Born and raised in the small community of Lone Star, Mississippi, David Kidd’s parents, C.J. and Virginia Kidd, farmed the land to survive. One of Mr. Kidd’s earliest memories is picking cotton for extra money. During the off-season, Mr. Kidd’s father trapped furs to support the family. Mr. Kidd fondly recalls the potatoburgers his mother made the family to stretch the beef supply; she’d mash up potatoes and mix them with beef, then fry up the patties.


Mr. Kidd’s first memories of what he calls fillerburgers were the doughburgers served up at Latham’s Hamburger Inn in New Albany, which at the time was a bustling town, home to several large furniture manufacturers. Mr. Kidd says a trip to Latham’s was a rare treat, as money was tight.

After Mr. Kidd graduated high school in Ingomar, his mother, who worked at the Brookville Furniture Factory, helped land him a job on the line. After a couple years, he went to work for a gas company for almost a decade, and then in 1985 he bought the bait shop conjoined to his father-in-law, Lamar McCoy’s butcher shop and restaurant. Ten years later, he bought The Butcher Block from Mr. McCoy as well.

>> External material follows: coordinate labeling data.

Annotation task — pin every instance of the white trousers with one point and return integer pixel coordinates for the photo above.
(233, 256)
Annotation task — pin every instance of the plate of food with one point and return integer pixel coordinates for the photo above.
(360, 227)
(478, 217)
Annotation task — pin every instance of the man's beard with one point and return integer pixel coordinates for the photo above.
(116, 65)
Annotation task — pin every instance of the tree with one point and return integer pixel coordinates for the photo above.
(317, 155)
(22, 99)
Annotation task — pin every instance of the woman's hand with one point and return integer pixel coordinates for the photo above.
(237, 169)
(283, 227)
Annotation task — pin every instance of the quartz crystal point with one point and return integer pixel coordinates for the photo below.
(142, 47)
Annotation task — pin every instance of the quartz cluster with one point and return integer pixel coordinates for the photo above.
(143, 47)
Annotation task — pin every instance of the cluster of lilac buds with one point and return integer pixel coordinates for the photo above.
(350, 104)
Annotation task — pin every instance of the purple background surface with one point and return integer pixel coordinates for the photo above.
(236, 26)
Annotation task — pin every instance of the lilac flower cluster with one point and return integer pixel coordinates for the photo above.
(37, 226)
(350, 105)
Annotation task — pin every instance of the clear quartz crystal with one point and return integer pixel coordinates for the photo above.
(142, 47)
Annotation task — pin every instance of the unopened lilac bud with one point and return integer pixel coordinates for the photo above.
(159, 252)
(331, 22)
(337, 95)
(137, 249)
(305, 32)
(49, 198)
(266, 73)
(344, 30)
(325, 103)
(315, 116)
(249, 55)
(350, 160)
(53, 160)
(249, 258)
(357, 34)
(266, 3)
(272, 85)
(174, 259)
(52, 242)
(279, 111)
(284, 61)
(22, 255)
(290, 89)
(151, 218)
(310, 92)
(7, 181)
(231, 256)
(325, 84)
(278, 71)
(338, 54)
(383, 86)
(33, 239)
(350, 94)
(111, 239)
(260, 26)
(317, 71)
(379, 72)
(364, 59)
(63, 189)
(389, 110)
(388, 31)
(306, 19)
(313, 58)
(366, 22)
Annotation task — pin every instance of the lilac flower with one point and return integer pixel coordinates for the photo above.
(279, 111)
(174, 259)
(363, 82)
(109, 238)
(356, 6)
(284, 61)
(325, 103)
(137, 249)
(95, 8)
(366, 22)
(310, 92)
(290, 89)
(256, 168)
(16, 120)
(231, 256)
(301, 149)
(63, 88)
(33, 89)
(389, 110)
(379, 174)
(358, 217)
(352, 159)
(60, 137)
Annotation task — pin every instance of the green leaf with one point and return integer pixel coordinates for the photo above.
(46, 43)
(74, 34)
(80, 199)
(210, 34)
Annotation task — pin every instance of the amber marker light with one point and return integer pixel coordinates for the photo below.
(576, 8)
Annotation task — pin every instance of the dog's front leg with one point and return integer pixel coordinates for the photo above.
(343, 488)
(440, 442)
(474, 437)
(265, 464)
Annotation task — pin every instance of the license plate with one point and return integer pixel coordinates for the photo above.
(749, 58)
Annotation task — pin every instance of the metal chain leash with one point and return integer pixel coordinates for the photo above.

Mr. Kidd says a doughburger is different from a slugburger because it has beef, whereas a slugburger is made of filler and pork. The doughburger continues to be the best seller at The Butcher Block .

Date of interview:

April 12, 2016


Sara Wood


Sara Wood

A doughburger is cheaper than anything else, but I don’t believe people would buy them if they didn’t like them. There’s something about a doughburger. If it’s hot and if it’s got the mustard, pickle, and onion, it’s just something that never goes away with you.